WLUI
- Lewistown, Pennsylvania; United States;
- Broadcast area: South Central Pennsylvania
- Frequency: 670 kHz
- Branding: Big Lewie

Programming
- Format: Oldies
- Affiliations: ABC News Radio; Penn State Nittany Lions;

Ownership
- Owner: Seven Mountains Media; (Southern Belle, LLC);
- Sister stations: WHUN; WIBF; WJUN; WMRF-FM; WNNA;

History
- First air date: June 1, 1941
- Former call signs: WMRF (1941–1985); WIEZ (1985–2017);
- Former frequencies: 1490 kHz (1941–1989)
- Call sign meaning: Sounds like "Lewie," a play on its home borough of Lewistown

Technical information
- Licensing authority: FCC
- Facility ID: 42134
- Class: D
- Power: 5,400 watts (daytime only);
- Transmitter coordinates: 40°36′26″N 77°34′44″W﻿ / ﻿40.60722°N 77.57889°W
- Translator: 92.9 W225CK (Lewistown)

Links
- Public license information: Public file; LMS;
- Webcast: Listen live
- Website: biglewie.com

= WLUI =

Radio station in Lewistown, Pennsylvania

WLUI (670 kHz) is a commercial radio station licensed to Lewistown, Pennsylvania, United States, and serving State College and Central Pennsylvania. It is owned by Seven Mountains Media with the license held by Southern Belle, LLC. WLUI airs an oldies radio format, featuring hits of the 1960s, 70s and 80s.

WLUI is a daytimer station, powered at 5,400 watts, using a non-directional antenna. Because 670 AM is a clear-channel frequency, on which WSCR in Chicago is the dominant Class A station, WLUI must leave the air at night to avoid interference. WLUI programming can be heard 24hrs a day on its FM translator, W225CK at .

==History==
===Early years on 1490 AM===
Originally WMRF, the station signed on the air on June 1, 1941. It had 250 watts of power and it broadcast on 1490 kHz. The call letters stood for the initials of the name of the owner. WMRF had its studios in Hotel Coleman and it was an affiliate of the NBC Red Network. It carried NBC's schedule of dramas, comedies, sports and news through the 1940s and 50s.

Just after World War II, Lewistown Broadcasting Company expanded, applying for an FM station in Lewistown as well as an AM and eventually an FM station in Altoona, Pennsylvania. In Lewistown, the FM station was granted and constructed as WLTN-FM on 97.9. The transmitter site for WMRF was moved to the WLTN-FM site in Derry Township (Big Ridge) just north of Lewistown. The move was to provide an economical operation. At the time, a licensed engineer was required to be on duty when the station was on the air. Few people owned FM receivers in that era and in 1954, the license was turned back to the Federal Communications Commission (FCC).
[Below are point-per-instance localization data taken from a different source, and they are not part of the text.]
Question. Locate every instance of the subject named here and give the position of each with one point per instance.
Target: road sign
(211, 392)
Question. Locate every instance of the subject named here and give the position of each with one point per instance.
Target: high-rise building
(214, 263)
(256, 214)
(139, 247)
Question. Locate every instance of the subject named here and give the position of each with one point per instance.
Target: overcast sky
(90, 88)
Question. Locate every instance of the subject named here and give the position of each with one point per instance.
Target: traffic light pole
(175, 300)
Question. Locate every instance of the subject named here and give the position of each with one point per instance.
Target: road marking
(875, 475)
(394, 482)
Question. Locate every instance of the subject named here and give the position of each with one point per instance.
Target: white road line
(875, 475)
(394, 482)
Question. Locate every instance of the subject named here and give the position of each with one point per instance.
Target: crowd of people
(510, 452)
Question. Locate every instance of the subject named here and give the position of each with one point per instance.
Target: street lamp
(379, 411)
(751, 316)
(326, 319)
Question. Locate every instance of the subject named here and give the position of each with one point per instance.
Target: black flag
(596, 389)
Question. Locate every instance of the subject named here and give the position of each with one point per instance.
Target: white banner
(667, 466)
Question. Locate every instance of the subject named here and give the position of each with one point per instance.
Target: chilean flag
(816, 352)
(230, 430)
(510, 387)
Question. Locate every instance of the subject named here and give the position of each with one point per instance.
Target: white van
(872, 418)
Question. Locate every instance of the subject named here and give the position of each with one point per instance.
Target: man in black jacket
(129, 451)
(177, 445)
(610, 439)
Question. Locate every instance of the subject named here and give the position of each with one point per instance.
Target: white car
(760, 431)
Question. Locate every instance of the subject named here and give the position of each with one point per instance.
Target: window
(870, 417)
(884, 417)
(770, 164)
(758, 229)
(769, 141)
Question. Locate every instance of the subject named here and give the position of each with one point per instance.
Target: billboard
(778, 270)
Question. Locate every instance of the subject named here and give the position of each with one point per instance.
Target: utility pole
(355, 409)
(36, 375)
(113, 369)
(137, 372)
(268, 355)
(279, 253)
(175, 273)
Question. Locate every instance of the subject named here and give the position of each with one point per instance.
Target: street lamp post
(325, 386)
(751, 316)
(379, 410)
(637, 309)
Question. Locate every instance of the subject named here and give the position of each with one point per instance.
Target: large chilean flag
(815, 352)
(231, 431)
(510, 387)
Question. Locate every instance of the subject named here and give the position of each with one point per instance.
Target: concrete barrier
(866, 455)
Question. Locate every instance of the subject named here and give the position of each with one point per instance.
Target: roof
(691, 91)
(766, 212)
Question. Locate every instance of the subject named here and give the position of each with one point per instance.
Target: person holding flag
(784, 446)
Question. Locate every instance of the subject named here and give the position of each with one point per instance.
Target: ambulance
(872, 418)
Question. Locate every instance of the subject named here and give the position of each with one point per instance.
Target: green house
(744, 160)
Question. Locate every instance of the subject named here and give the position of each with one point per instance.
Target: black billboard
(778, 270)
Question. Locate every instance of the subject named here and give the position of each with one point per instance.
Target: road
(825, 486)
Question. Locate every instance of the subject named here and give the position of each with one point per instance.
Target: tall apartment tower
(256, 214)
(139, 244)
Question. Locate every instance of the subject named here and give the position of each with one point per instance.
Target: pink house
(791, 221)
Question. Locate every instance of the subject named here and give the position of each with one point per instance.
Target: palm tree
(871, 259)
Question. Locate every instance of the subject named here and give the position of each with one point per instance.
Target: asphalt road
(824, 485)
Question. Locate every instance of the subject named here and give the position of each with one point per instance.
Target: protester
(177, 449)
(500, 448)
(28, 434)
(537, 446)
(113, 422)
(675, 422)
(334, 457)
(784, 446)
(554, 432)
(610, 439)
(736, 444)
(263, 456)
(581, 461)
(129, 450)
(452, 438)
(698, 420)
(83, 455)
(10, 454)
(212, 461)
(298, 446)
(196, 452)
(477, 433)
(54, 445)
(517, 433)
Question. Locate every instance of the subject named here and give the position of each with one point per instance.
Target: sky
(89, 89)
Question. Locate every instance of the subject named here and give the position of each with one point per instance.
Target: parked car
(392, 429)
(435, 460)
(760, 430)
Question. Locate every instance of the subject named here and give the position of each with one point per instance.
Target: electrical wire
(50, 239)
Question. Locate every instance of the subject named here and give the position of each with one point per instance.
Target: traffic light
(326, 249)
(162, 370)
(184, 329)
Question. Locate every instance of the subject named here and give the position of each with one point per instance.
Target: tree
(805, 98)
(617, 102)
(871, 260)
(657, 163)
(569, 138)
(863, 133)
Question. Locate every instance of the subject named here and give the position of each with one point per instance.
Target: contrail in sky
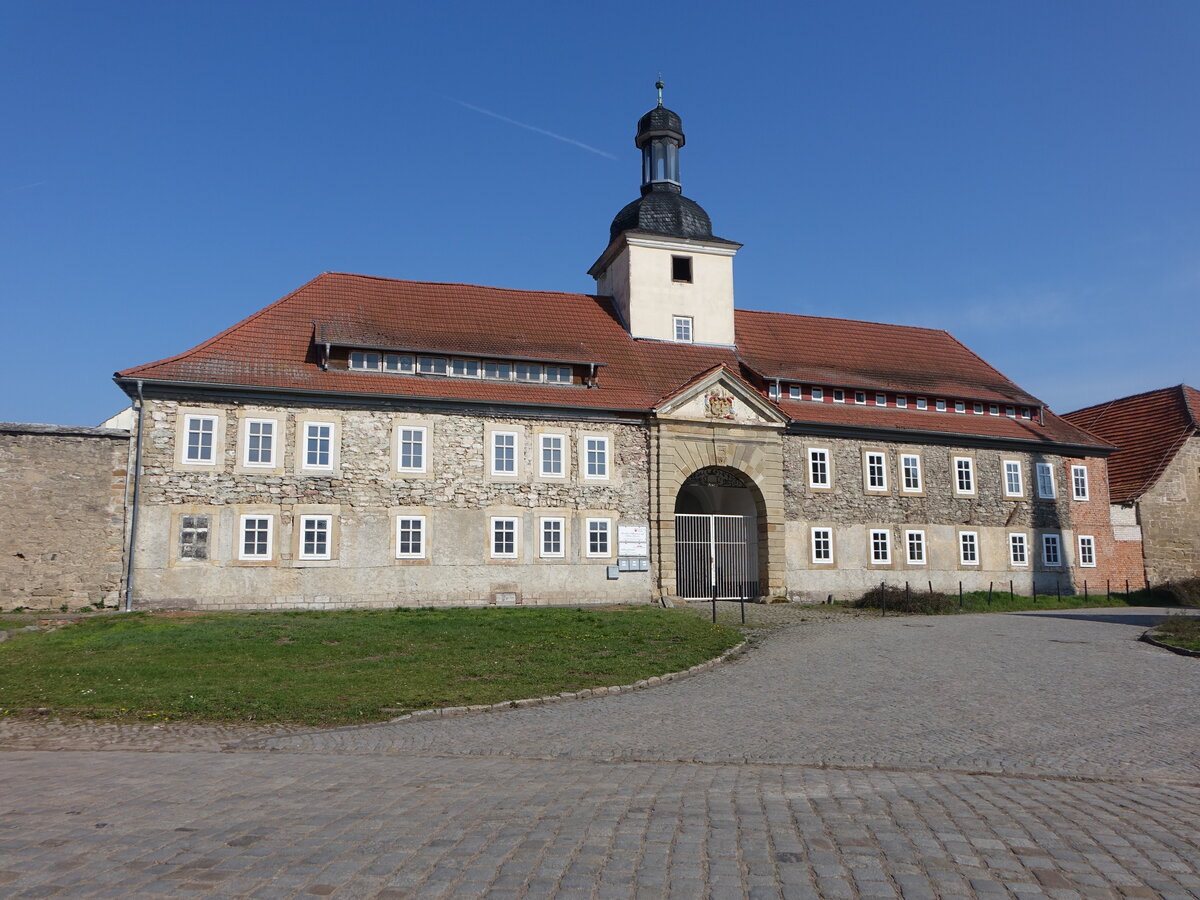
(532, 127)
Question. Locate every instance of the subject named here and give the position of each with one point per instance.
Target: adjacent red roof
(1147, 429)
(277, 347)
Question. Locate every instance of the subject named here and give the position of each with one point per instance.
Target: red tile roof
(1147, 429)
(277, 348)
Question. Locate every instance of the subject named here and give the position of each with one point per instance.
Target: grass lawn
(340, 667)
(1180, 631)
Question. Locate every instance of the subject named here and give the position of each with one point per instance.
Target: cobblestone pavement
(703, 787)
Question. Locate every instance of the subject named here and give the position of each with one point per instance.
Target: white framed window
(361, 359)
(964, 475)
(498, 371)
(259, 443)
(1018, 550)
(595, 459)
(1086, 551)
(819, 467)
(881, 546)
(915, 545)
(599, 537)
(1079, 481)
(411, 538)
(876, 472)
(193, 537)
(683, 329)
(553, 529)
(256, 537)
(201, 436)
(505, 533)
(910, 472)
(316, 537)
(822, 546)
(504, 453)
(1014, 479)
(1051, 550)
(1047, 489)
(552, 455)
(318, 445)
(969, 547)
(411, 450)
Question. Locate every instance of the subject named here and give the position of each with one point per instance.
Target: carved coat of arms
(719, 405)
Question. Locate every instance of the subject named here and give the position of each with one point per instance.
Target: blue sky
(1021, 174)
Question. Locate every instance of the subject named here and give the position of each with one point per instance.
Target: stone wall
(364, 493)
(852, 513)
(61, 515)
(1170, 519)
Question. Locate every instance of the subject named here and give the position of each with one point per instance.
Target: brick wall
(61, 515)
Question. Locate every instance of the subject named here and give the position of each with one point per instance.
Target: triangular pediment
(720, 397)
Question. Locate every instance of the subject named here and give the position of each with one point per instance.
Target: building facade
(371, 442)
(1155, 489)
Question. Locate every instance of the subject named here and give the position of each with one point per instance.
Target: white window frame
(544, 443)
(975, 547)
(904, 474)
(1047, 541)
(1089, 541)
(241, 537)
(1020, 478)
(682, 329)
(187, 444)
(1047, 487)
(887, 546)
(870, 460)
(561, 522)
(1079, 483)
(329, 537)
(421, 531)
(493, 444)
(1023, 539)
(493, 521)
(814, 534)
(417, 430)
(309, 436)
(607, 538)
(599, 444)
(958, 480)
(826, 462)
(919, 534)
(271, 455)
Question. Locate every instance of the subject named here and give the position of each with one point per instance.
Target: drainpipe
(133, 511)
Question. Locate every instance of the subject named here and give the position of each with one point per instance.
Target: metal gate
(718, 552)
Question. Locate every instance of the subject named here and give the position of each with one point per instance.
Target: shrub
(897, 600)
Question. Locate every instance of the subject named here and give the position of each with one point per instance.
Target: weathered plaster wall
(61, 515)
(364, 493)
(1170, 519)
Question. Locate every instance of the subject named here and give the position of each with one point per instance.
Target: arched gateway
(719, 515)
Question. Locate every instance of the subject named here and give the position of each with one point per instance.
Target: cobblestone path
(977, 756)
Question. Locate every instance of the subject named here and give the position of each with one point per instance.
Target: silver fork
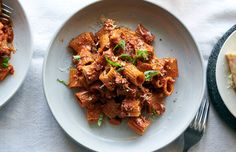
(194, 132)
(6, 12)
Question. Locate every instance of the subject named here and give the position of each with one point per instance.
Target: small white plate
(176, 41)
(227, 94)
(22, 58)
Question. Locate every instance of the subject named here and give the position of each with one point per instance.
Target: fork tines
(199, 123)
(6, 12)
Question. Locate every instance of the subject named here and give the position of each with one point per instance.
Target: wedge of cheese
(231, 58)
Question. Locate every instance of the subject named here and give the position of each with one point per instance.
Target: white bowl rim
(153, 2)
(227, 104)
(30, 59)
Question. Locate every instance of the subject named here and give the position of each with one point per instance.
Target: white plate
(228, 95)
(21, 59)
(176, 42)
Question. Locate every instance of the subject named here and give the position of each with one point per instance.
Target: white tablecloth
(27, 124)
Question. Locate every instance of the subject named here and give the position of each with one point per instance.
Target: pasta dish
(6, 49)
(118, 77)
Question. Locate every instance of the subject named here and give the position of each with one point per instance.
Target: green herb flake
(149, 74)
(61, 81)
(100, 119)
(5, 61)
(126, 57)
(142, 54)
(76, 57)
(121, 45)
(113, 63)
(120, 69)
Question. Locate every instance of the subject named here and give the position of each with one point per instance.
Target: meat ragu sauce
(119, 77)
(6, 49)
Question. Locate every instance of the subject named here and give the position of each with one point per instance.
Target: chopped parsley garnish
(76, 57)
(113, 63)
(5, 61)
(61, 81)
(120, 69)
(121, 45)
(100, 119)
(126, 57)
(149, 74)
(142, 54)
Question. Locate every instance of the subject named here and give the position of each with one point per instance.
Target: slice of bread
(231, 58)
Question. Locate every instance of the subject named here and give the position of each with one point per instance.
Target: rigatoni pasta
(6, 48)
(117, 76)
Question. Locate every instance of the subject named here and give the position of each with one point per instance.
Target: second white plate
(227, 94)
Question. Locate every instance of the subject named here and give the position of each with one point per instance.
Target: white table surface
(27, 124)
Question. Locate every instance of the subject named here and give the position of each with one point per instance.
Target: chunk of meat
(145, 34)
(84, 40)
(139, 124)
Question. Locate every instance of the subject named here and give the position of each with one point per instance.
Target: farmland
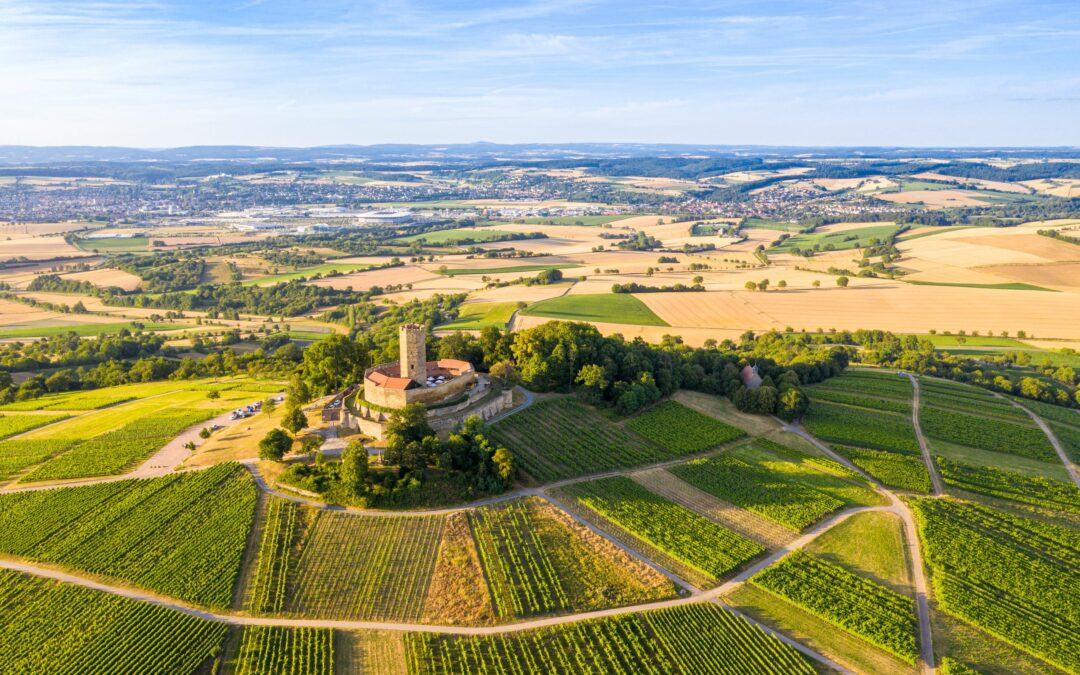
(679, 532)
(869, 610)
(180, 536)
(48, 624)
(536, 563)
(1009, 576)
(694, 638)
(783, 501)
(620, 308)
(682, 430)
(559, 437)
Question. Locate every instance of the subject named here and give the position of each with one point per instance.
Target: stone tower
(414, 352)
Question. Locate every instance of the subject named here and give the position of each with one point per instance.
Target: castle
(450, 389)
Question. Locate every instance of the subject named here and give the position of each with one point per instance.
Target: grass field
(606, 308)
(476, 315)
(181, 535)
(838, 241)
(52, 628)
(84, 329)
===Adding a new FM station===
In 1964, the FCC came out with a new allocation table, which included 95.9 for Lewistown, Pennsylvania. The company applied and received a grant for 95.9 MHz, which signed on as a full time simulcast of WMRF in 1964. WMRF-FM used the original WLTN-FM building but operated from a 60 ft telephone pole instead of mounting on the WMRF-FM tower. The old WLTN-FM antenna remained in place until the original tower was dismantled in 1981.

In 1980, the antenna was replaced with a taller tower to provide better coverage for the FM station. It also gave WMRF a 5/8 wave tower which had a significant improvement to its coverage.

In 1985, the call letters were changed to WIEZ (EZ-1490) as programming on WMRF-FM and WIEZ were now separated.

===Move to 670===
In 1988, WIEZ applied to move to 670 kHz which would give it wider coverage. The daytime power would increase to 5,400 watts. However, 670 is a daytimer frequency with the station giving up the 1490 full-time frequency. After the move in 1989, the format was initially oldies.

WIEZ switched to a talk radio format, which lasted until January 3, 2017. It carried mostly syndicated talk hosts featuring Dr. Joy Browne, Glenn Beck, Rush Limbaugh, and Sean Hannity.

On January 3, WIEZ flipped from talk back to oldies, branded as "Big Lewie", slang for Lewistown, its city of license. The new WLUI call sign was already put into place on January 2, 2017, and a simulcast on FM translator W225CK 92.9 MHz Lewistown was added.